Corelativamente, el que definamos a la docencia como virtud en el sentido del

hábito de enseñar bien, no significa que desconozcamos el carácter de matriz social e

histórica que tiene hoy la noción, incluso atravesada por lo que Bourdieu (1981) llama

los habitus relacionados con la clase social, las internalizaciones de segmentaciones y

de represiones, incluso los “códigos restringidos” (Bernstein,1994). Por el contrario,

apelamos a una idea de virtud relacionada con un hábito de deliberar y elegir, que

implica siempre juicio crítico y prudente, incluso de los mismos componentes que

desfiguran o perturban el carácter de sujeto moral.

Y, finalmente, precisemos que se trata de una virtud moral, no porque se adecue

a las costumbres o al deseo como deseo “del otro”, sino en tanto intentamos definir a la

docencia desde la relación misma con el deseo de alcanzar un bien que puede ser

reconocido en sí mismo: el conocer y su relación con la realización del hombre.
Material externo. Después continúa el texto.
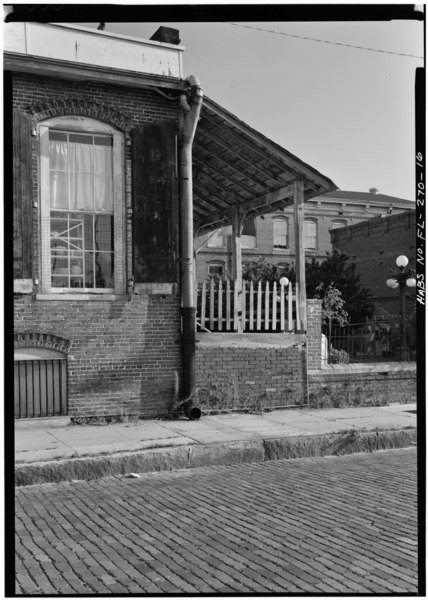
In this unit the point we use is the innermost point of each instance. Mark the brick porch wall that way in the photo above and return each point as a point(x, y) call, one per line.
point(122, 355)
point(374, 384)
point(253, 378)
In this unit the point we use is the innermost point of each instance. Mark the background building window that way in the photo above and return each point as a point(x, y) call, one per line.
point(280, 233)
point(248, 241)
point(216, 240)
point(338, 223)
point(310, 234)
point(216, 269)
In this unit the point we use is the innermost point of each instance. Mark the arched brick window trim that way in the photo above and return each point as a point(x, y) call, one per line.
point(82, 108)
point(29, 339)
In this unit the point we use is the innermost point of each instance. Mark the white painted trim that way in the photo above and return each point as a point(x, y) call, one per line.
point(82, 297)
point(86, 125)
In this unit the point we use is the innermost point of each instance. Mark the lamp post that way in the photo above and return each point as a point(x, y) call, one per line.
point(402, 279)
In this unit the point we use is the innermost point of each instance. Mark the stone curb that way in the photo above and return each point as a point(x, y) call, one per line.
point(204, 455)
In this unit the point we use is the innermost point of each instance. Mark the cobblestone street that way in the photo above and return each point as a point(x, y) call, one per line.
point(322, 525)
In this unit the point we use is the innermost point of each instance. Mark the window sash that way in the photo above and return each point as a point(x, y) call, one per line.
point(310, 235)
point(118, 211)
point(280, 234)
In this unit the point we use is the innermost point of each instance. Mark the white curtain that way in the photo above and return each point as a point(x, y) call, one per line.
point(80, 176)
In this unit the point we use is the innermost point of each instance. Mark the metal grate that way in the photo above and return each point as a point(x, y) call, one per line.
point(40, 388)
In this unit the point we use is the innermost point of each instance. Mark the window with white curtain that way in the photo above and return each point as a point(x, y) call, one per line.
point(79, 209)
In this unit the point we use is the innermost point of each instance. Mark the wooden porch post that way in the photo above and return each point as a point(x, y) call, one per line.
point(237, 224)
point(299, 217)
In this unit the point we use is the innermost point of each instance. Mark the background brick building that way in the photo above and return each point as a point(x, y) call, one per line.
point(272, 235)
point(374, 246)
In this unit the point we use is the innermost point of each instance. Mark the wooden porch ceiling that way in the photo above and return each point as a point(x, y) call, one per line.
point(234, 165)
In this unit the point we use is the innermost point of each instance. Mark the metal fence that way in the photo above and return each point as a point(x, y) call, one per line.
point(372, 341)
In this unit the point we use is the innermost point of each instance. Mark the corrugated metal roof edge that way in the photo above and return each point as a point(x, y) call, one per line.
point(367, 197)
point(327, 182)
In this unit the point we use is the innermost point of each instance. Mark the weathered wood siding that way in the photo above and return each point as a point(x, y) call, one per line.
point(155, 204)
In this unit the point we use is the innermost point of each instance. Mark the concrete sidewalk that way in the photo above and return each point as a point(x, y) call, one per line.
point(54, 450)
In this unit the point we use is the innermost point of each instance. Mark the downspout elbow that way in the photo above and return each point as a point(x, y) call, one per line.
point(191, 104)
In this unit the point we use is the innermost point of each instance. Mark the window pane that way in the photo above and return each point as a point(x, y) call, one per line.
point(81, 191)
point(248, 241)
point(104, 269)
point(216, 240)
point(215, 270)
point(280, 233)
point(310, 234)
point(81, 243)
point(59, 190)
point(104, 232)
point(336, 224)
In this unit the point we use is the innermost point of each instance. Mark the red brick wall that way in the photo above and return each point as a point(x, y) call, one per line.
point(321, 212)
point(363, 386)
point(251, 378)
point(373, 246)
point(122, 354)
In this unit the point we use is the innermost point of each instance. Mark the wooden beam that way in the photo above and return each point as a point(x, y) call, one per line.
point(267, 199)
point(237, 224)
point(299, 218)
point(301, 169)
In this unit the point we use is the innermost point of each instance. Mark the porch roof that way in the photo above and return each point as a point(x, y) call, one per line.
point(235, 165)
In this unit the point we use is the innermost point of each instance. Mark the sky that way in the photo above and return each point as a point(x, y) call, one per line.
point(347, 112)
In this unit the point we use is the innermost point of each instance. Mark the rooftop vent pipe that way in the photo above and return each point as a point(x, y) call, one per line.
point(168, 35)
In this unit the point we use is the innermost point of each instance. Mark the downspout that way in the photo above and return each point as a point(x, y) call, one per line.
point(191, 103)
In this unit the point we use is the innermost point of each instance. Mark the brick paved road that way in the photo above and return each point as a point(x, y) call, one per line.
point(325, 525)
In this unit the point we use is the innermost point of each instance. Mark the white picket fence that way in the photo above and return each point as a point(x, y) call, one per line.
point(264, 307)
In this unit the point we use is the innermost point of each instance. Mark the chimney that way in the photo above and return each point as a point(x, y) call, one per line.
point(168, 35)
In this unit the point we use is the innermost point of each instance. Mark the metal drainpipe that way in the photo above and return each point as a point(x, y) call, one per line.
point(191, 104)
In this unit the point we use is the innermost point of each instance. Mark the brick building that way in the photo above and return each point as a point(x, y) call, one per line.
point(272, 236)
point(103, 223)
point(374, 246)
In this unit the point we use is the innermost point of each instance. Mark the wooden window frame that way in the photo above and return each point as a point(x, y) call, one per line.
point(82, 125)
point(315, 223)
point(281, 220)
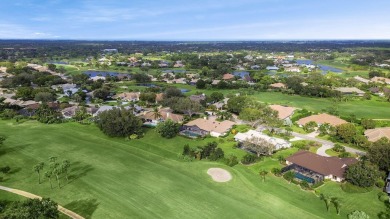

Y en

esto, las condiciones actuales –a diferencia de las antiguas- permiten comprender mejor

cómo el conocimiento es un derecho de todos, derecho humano de aprender, y no de

algunos privilegiados, y cómo la sociedad misma parece encaminarse a una mayor

valoración de los aspectos cognitivos en la construcción y organización de las relaciones

humanas. Claro, “corruptio optimi pessima”: la corrupción de lo mejor es la peor de

todas. Y en este sentido es más claro este juicio cuando se constata empíricamente que

el derecho humano a aprender es sistemáticamente y extendidamente violado, y cuando

se constata también que el conocimiento tiende a ser confundido con la mera

información y desde ahí transformado en un mero “valor de cambio”. Para muchos, la

sociedad del conocimiento que se anuncia para el próximo milenio no es otra cosa que

la sociedad de la rentabilidad máxima de la información y sus negocios.

Insistir en decir que la docencia es una virtud nos puede dar elementos para

saber desde donde podemos pensar otra alternativa que no sea la “oscuridad”, como dice

Hobsbawn (1995) en su reflexión final sobre la historia del siglo XX.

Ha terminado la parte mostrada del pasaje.